Comparison of PePr with other approaches on NRSF data. Other approaches are MACS-CR (A), MACS2-IDR (B), SPP-IDR (C), MACS-SA (D), edgeR-plus (E) and diffReps (F). The subplots in each panel are (i) Venn diagram of overlap between peaks found by PePr and the alternative approach. (ii) Representative genomic view of the unique peaks. Each line represents one of the replicates in the group, with the top window being the test group and the bottom window being the control group. (iii) Heatmaps showing the signal intensity of the test group across the unique peaks. The x-axis denotes the relative chromosomal locations centered at the peak mode; each row denotes one peak. (iv) Average signal intensity of the unique peaks. Solid lines represent the test group, whereas dashed lines represent the control group. ZINBA and edgeR-basic results are presented in Supplementary Figure S4
The most direct assessment of peak-calling results that has been used is visual inspection of the shape and read coverage of the peak regions (Landt et al., 2012; Rye et al., 2011); however, because this evaluation process cannot be fully automated, it is often overlooked in the evaluation of ChIP-Seq methods. Instead, much of the literature depends on motif occurrence rate as the main performance measure, which can be inaccurate when the goal of the analysis is to identify differential or consistent binding sites under a specific biological context. Thus, we present visual inspections of the peak profile results, as well as the motif occurrence rates in light of these results.
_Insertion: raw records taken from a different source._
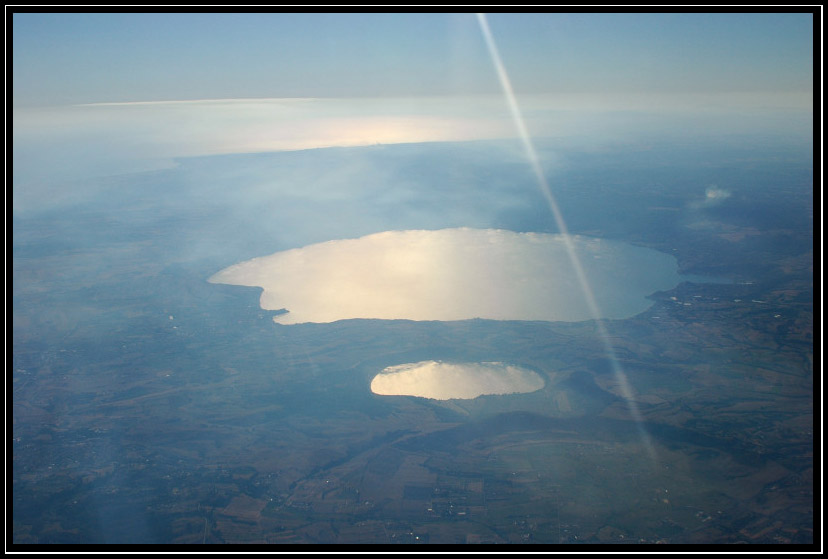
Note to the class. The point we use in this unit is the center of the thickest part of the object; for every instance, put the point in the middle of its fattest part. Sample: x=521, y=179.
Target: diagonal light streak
x=534, y=160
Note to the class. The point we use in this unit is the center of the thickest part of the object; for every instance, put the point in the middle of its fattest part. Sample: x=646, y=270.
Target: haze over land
x=371, y=167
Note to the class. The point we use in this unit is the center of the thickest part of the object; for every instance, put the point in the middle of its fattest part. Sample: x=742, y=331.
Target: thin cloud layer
x=445, y=381
x=453, y=274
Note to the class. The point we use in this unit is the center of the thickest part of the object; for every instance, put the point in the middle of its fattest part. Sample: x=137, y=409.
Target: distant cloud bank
x=445, y=381
x=454, y=274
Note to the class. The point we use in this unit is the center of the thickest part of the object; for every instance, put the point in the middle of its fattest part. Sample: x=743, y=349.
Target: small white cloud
x=714, y=194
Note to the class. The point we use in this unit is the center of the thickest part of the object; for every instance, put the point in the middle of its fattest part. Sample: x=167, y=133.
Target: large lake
x=456, y=274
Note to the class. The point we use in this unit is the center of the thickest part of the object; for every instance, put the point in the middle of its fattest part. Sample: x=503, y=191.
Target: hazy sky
x=92, y=58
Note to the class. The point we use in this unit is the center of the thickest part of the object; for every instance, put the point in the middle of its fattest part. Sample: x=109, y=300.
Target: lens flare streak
x=534, y=160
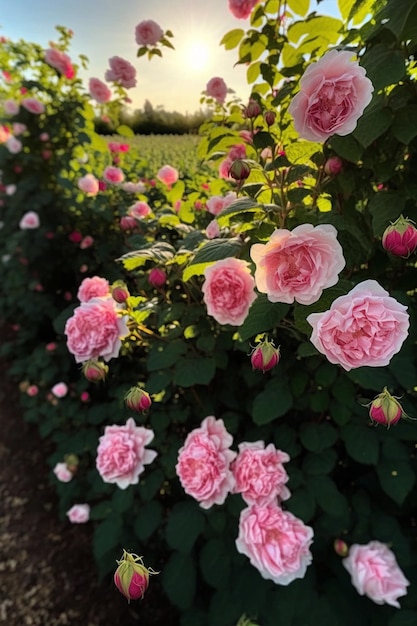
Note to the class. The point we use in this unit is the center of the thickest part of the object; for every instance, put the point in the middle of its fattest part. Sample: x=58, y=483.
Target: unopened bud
x=385, y=409
x=132, y=576
x=94, y=370
x=265, y=356
x=137, y=399
x=239, y=170
x=400, y=238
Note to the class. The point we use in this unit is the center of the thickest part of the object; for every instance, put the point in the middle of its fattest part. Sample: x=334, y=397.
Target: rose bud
x=157, y=277
x=132, y=577
x=239, y=170
x=94, y=370
x=400, y=238
x=265, y=356
x=333, y=166
x=119, y=292
x=385, y=409
x=137, y=399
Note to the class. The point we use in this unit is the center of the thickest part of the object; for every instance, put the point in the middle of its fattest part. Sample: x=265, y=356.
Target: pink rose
x=122, y=72
x=259, y=474
x=167, y=175
x=121, y=454
x=88, y=184
x=276, y=542
x=204, y=463
x=99, y=90
x=148, y=33
x=228, y=291
x=298, y=264
x=29, y=221
x=60, y=390
x=94, y=287
x=216, y=88
x=95, y=330
x=242, y=8
x=333, y=94
x=366, y=327
x=62, y=472
x=79, y=514
x=113, y=175
x=375, y=573
x=33, y=106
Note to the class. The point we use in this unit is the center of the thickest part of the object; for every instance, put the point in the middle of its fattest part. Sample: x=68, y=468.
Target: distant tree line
x=156, y=121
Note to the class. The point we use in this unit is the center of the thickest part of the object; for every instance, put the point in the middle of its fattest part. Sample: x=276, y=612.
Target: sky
x=105, y=28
For each comparison between PePr and an alternative approach, we examined the peaks uniquely found by each (see Section 2). In most of the comparisons (except for comparing with diffReps), PePr-unique peaks were more consistent between replicates and showed stronger read intensity (Fig. 2A–E(iii) and Supplementary Fig. S4) than the alternative program. Examining each peak individually [Fig. 2A–F(ii); the top 20 unique peaks for each method are shown in Supplementary Peak Profiles], PePr-unique peaks exhibited a smooth peak shape and a strand lag, whereas unique peaks found by other approaches had low read count, which formed ambiguous shapes (MACS-SA, ZINBA-SA and edgeR-plus), peak profile shapes suggesting inconsistent binding (MACS-CR, ZINBA-CR, SPP-IDR and MACS2-IDR) or severe PCR-duplications (most notably diffReps and edgeR-basic). As expected by the limitation of the CR approach (including IDR), many of their unique peaks were only observed in one replicate (Fig. 2A and B(ii) and more examples in Supplementary Fig. S7).
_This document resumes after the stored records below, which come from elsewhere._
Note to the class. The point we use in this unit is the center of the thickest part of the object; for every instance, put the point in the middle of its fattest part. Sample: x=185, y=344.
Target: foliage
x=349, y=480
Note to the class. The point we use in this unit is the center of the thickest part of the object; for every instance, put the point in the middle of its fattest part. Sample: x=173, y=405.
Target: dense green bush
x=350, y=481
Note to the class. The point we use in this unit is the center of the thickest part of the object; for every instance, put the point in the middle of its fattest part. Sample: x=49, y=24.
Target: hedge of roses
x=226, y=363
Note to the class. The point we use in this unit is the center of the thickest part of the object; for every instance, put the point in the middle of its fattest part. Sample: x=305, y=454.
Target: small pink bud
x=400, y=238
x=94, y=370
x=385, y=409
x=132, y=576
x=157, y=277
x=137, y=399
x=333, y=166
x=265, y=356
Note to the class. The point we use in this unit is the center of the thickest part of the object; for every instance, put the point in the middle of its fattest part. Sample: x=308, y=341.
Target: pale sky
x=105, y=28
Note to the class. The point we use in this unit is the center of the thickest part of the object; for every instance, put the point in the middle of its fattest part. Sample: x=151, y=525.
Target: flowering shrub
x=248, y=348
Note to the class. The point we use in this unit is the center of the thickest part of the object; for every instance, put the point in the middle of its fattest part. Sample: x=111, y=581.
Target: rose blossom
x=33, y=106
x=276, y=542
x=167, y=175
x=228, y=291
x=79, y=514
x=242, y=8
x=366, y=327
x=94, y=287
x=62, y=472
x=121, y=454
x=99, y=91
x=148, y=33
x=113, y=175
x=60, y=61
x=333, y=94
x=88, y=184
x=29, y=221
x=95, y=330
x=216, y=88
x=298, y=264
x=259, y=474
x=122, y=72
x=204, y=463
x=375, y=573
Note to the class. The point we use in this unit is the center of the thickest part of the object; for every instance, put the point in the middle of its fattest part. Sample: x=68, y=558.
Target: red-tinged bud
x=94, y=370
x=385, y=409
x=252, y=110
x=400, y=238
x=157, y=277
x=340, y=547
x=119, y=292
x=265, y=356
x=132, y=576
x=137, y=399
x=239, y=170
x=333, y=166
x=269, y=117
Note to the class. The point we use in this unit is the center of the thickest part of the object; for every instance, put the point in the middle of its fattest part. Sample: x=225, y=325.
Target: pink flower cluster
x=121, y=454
In the average signal intensity plots, the mode height of MACS-CR, MACS2-IDR and diffReps unique peaks were higher than PePr-unique peaks [Fig. 2A, B and F(iv)]; however, they were not the expected peak shape, but rather strongly spiked with width close to the read length (Supplementary Fig. S8). This suggests that the reads forming these peaks were mostly PCR duplicates from a limited number of sequences. Some diffReps-unique peaks even had the same peak shape in the control samples, but with fewer reads [Fig. 2F(ii, iv) and Supplementary Fig. S8]. Although the narrow spiked modes are likely false positives with no shift size between strands, the signal levels of the shoulders of these plots likely represent real binding sites, with the expected shift size between strands. The signal in these shoulder regions are higher in PePr than the alternatives [Fig. 2A and B(iv)].
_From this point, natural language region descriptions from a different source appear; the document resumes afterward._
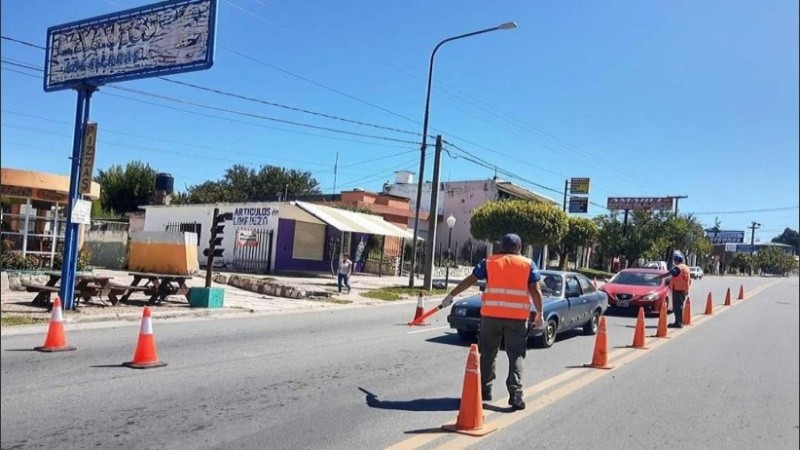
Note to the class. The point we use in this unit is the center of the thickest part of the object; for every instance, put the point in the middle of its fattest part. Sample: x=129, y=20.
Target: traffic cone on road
x=687, y=311
x=709, y=305
x=661, y=330
x=470, y=412
x=638, y=335
x=145, y=355
x=600, y=356
x=56, y=340
x=420, y=309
We compared the motif rates for peaks uniquely identified by PePr or an alternative approach (Table 1). The peaks uniquely found by PePr had comparable motif occurrence rate with MACS-CR, ZINBA-CR and MACS2-IDR, and had substantially higher motif occurrence rate than MACS-SA, ZINBA-SA, SPP-IDR, diffReps and edgeR-basic (Table 1). However, the motif rate of PePr’s unique peaks is lower than edgeR-plus for NRSF, contrary to their stronger read signals [Fig. 2E(iv)]. The difference between edgeR-plus and edgeR-basic suggests that adopting PePr’s processing steps results in a marked improvement. The CR approaches gained coverage by pooling the samples, resulting in a motif occurrence rate similar to that of PePr. Although the motif is often present, many of their unique peaks only showed enrichment in one replicate (Supplementary Fig. S7), and thus would likely be false positives for identification of consistent binding sites in a specific biological context under study. In the case of diffReps, the low motif occurrence rate in the unique peaks suggests that those peaks with a narrow spiked shape were likely not true NRSF binding sites (Supplementary Fig. S8).
Table 1.
Motif occurrence rate in unique peaks called by PePr or alternative programs for NRSF and ATF4
| Program compared | NRSF |
ATF4 |
||||
|---|---|---|---|---|---|---|
| Number of peaks | % motif |
Number of peaks | % motif |
|||
| PePr | Alternative | PePr | Alternative | |||
| MACS-CR | 227 | 77.1 | 83.2 | 152 | 48.0 | 26.3 |
| ZINBA-CR | 500a | 97.8 | 92.6 | 500a | 67.0 | 51.4 |
| MACS2-IDR | 416 | 76.2 | 78.6 | 211 | 40.3 | 20.0 |
| SPP-IDR | 500 | 95.2 | 66.4 | 500 | 43.0 | 39.2 |
| MACS-SA | 500 | 89.0 | 70.4 | 500 | 45.8 | 29.8 |
| ZINBA-SA | 499 | 76.5 | 63.9 | 332 | 56.0 | 16.9 |
| edger-basic | 366 | 74.8 | 67.5 | 500 | 56.2 | 39.4 |
| edgeR-plus | 151 | 67.5 | 82.7 | 500 | 59.0 | 45.8 |
| diffReps | 403 | 79.9 | 25.6 | 500a | 75.2 | 61.6 |
Note: Bold values indicate the higher motif occurrence rate in each comparison. aPeaks with highest rank difference were used, as explained in Section 2.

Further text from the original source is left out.